This information is from our chat with Jeannie “The Pole Digger” during her webinar November…
No matter how much we love pole, our businesses are only sustainable if they sustain us. That means our businesses need to be profitable enough for us to make money, pay our staff, and continue to invest in our business. If you’re not sure about your business’s financial health, answering “yes” to any of these questions is a red flag we need to pay attention to:
- Is your business bank balance at or close to 0 more often than not?
- Have you been caught by a surprise tax bill and had to play “money-jenga” to keep things afloat?
- Does looking at your bank balance fill you with dread?
- Are you financially OK as long as that one thing goes well or if you pay that one (or more!) bill(s) late?
- Have you skipped paying yourself in favor of paying your team or your vendors?
Money worries are far from a shameful secret. They are a very real part of starting and running a business for many pole-preneurs. Fortunately, there are steps we can take to make sure our pole business is financially thriving.
Check out this list of five foundational tips to help you get on the right track!
1. Read (or Listen to) the book Profit First
If you’re not a trained accountant, profit can be a slightly meaningless concept. Fortunately Mike Michalowicz, author of Profit First, is on a mission to end entrepreneurial poverty and has created a system that supports business owners no matter how much they turn over. The premise is this:
Usually, we manage our business finances like this:
Income – expenses = profit
Profit First suggests we manage it like this:
Income – profit = expenses
Of course, there’s more to Profit First than simple description, but this process works because it places an upper limit on our operating costs and makes sure we prioritize what we need to earn from our businesses. If you do nothing else to support your finances this year, read Profit First and let us know how you apply it to your pole business!
2. Pay Yourself
This is more like #1B, because a huge part of Profit First is making sure you pay yourself. This is so important, we wrote a whole other post about it! That means you are taken care of because the business needs you to be financially sound and secure. If you’re not paying yourself it’s time to look at why, and asking the following questions could help get more cash coming your way:
- Are your operating costs too high?
- Are your prices too low?
- Is your marketing effective?
- Is your business a startup? Could you seek additional funding or income to support you while it grows?
- Are you wasting money on services you don’t use?
Sometimes the answer to these questions is tricky (see tip #5), but when we look directly at our cash flow troubles we can start to find real solutions to them. If you’re not paying yourself, that’s a sign to check in with your business finances and see if you need to make a change.
|💡 Paying yourself doesn’t just mean scraping by. It means contributing to your savings and paying into your retirement. These are non-optional costs you have as a business owner and it’s time to prioritize them!|
3. Grow Your Business Emergency Fund
We can’t predict every expense that’s coming our way, and sometimes emergencies will happen—it’s all part of running a business! When something goes wrong it’s stressful enough without wondering how you’ll pay to fix it, so your emergency fund is the “oxygen-mask” for your stress levels. This is about keeping you sane and your business safe— a very worthwhile use of funds, even if that does mean that new aerial rig has to wait until summer.

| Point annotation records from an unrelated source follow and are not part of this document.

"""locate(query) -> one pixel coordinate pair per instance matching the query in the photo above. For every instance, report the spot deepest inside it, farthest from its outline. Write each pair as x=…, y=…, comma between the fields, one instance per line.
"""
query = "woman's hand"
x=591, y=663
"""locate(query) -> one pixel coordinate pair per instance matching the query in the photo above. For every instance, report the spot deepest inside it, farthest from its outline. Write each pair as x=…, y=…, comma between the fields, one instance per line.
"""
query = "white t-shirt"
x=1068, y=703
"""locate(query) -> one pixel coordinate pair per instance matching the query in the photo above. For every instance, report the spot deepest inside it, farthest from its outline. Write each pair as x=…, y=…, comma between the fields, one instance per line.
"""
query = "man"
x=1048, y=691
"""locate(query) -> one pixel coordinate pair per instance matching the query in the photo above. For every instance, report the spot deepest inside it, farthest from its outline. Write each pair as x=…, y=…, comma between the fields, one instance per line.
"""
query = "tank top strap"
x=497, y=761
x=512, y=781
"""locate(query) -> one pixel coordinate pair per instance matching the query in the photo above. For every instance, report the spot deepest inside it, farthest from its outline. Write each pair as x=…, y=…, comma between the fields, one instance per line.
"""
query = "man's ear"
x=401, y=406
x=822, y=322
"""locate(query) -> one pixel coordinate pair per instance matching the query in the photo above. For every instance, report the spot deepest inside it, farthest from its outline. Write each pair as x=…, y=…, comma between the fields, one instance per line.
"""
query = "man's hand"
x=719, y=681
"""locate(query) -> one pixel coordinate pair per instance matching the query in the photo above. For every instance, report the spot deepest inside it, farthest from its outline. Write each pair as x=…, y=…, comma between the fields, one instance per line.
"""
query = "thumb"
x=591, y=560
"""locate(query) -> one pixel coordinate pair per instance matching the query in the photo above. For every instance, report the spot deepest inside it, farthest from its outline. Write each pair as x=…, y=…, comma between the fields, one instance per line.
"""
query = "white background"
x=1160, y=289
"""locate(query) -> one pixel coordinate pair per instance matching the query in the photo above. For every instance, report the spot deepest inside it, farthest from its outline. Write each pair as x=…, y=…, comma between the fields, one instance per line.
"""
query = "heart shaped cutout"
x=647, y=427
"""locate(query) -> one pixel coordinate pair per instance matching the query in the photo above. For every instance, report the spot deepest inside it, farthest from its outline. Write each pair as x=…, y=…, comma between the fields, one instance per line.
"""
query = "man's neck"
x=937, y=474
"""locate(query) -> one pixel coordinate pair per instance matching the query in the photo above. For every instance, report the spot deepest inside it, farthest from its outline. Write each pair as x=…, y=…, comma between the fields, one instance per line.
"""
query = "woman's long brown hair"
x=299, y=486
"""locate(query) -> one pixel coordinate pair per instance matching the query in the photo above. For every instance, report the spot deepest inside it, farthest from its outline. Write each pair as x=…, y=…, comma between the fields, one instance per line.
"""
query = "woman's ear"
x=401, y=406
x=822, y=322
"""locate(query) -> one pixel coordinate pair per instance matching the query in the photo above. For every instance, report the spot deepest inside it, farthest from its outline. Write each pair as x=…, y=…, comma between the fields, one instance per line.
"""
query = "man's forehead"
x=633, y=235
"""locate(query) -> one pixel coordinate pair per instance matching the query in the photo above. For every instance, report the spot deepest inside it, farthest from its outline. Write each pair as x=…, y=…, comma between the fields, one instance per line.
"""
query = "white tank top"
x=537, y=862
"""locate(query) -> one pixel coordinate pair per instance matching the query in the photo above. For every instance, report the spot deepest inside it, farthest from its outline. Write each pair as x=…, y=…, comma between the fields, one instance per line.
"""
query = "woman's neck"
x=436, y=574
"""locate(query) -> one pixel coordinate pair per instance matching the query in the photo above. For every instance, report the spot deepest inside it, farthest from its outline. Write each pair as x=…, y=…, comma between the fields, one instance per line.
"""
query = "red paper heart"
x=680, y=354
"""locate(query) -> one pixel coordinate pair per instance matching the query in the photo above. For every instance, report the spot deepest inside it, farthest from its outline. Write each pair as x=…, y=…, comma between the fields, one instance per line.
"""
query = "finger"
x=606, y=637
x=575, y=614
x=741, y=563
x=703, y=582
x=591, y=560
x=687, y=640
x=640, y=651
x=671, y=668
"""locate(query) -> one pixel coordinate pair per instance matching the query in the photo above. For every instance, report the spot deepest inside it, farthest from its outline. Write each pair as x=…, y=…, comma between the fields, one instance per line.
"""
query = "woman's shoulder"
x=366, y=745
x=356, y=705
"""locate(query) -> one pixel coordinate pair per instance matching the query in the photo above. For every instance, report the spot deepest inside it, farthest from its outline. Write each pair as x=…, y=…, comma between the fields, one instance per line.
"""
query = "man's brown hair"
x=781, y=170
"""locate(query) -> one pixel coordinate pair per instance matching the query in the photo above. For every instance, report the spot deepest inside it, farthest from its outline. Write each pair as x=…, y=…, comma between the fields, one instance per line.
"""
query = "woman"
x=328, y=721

If your emergency fund is always eaten up by annual expenses you didn’t budget for, it’s time for your second not-an-accountant-safe money book: You Need a Budget by Jesse Mecham. There is an online app that helps you implement the practices in the book, but you don’t need to subscribe to get the benefit.
There are four rules in You Need a Budget, and the second is “embrace your true expenses”. That means splitting your annual payments out into monthly amounts that you keep in your account until you actually need to pay the expense.
4. Measure trends and changes over time—including tracking industry pricing
Remember the early lockdown online fitness boom? That was a rapid change that saw an entire industry turn upside down. Now that gyms are open again, how much demand is there for home workout equipment? And how much is being sold off second hand?
There’s no doubt businesses saw a boom, followed by a lull, and if they had scaled up with the boom then they may have landed with a thump on the other side, quickly finding their bank accounts empty and their business in trouble.
That’s why we want to track industry trends and pricing over time, learning the seasonal trends in our business revenue and looking for consistent year-on-year growth as a sure sign to scale or make big changes.
5. Make the Hard Decisions
If you’ve found yourself in an unstable financial position, it’s time to be the badass pole business owner you are and make the hard decisions.
Sometimes our operating costs are too high. Solving that could mean reducing staff hours, canceling nice-but-not-essential services, or even changing our offers to track the industry climate. No one wants to be in this position, but it’s far better to make the call than living in financial instability waiting for it to be fixed—we know because we’ve been there too.
There is no shame in scaling back, changing, or closing a company if the numbers don’t add up. It’s all part of responsible business ownership, and something many of us will experience at some point in our pole business careers!
Keeping your pole-related business financially healthy can be hard but is not impossible! Let us know what other tips you’ve used in your business.